Of course all of these people completely missed the point, and their code was incomprehensible and unfixable. OO analysis is about breaking a problem down into conceptual kinds of things and their relationships. OO programming is about modelling these kinds of things in code as a hierarchy of classes. In all the examples above, nothing remotely like that happened (although in each case, it would have been profitable.)
Having a hammer doesn't make you a good carpenter. A thing beaten with a hammer is not a house-frame.
OO programming does not make a good programmer of a bad one. OO methodologies can be miserably badly applied, resulting in incomprehensible, unfixable, nonfunctional code.
That said, in the hands of careful and experienced software developers, OO methodologies can be a real life-saver for a programming effort.
Inheritance is a powerful tool, and it's a common mistake among initiates to get carried away with it, applying it for purposes that it isn't well suited for.
The most common of these misuses is to use inheritance to model technical implementation. This is worst in languages that permit multiple inheritance. So a perfectly conceptual class such as Employee will be mixed with an implementation class such as DatabaseEntryClient. Of course this can work... but for the next reader, the code of the two issues, is mixed up.
The deciding question in designing a class structure has to be: are such properties and behaviors essential to the thing? If instead they are just a way to make it work, they should certainly not be part of a class public interface, and they should not be present in the conceptual class structure.
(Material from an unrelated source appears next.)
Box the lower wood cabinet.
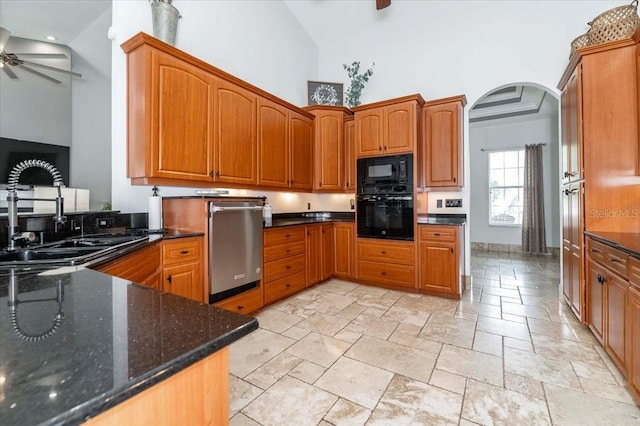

The result of this is that the otherwise simplifying heirarchical structure of essential concepts tangled with implementation issues. As the point of the OO exercise is simplification and clarity, this is counterproductive.
While both the real-world problem and the internal implementation problem may be implemented in OO ways, it is a mistake to mix them, to tangle the inheritance tree for the real-world problem with that of the internal implementation. You may get the thing to work, but it is a conceptual mess, and the parts are highly coupled and therefore not re-usable. The conceptual class trees should be kept quite separate.
There are several much superior options for modelling implementation in an OO environment. Usually they involve the use of a non-public proxy implementation member of the main class object, which takes care of the extra details. Such proxy might be injected into the object on creation by a Factory object, whose job is to relieve the main class object of the question of just which implementation it will get. For this purpose, the main class might implement a non-public interface, that give it the ability to be injected with such a behavior.
For some kinds of services, in some languages, it is popular to use fancy language features to inject behaviors into objects, with no code whatever for those behaviours being present in the main object. For instance, an ability to "log" or "print" an object might have nothing at all conceptually to do with the object. Rather than making the object inherit from "Printable" or "Loggable", the object is injected with the capabilty when it is created by a Factory object. (There are several Java frameworks for this in wide use.)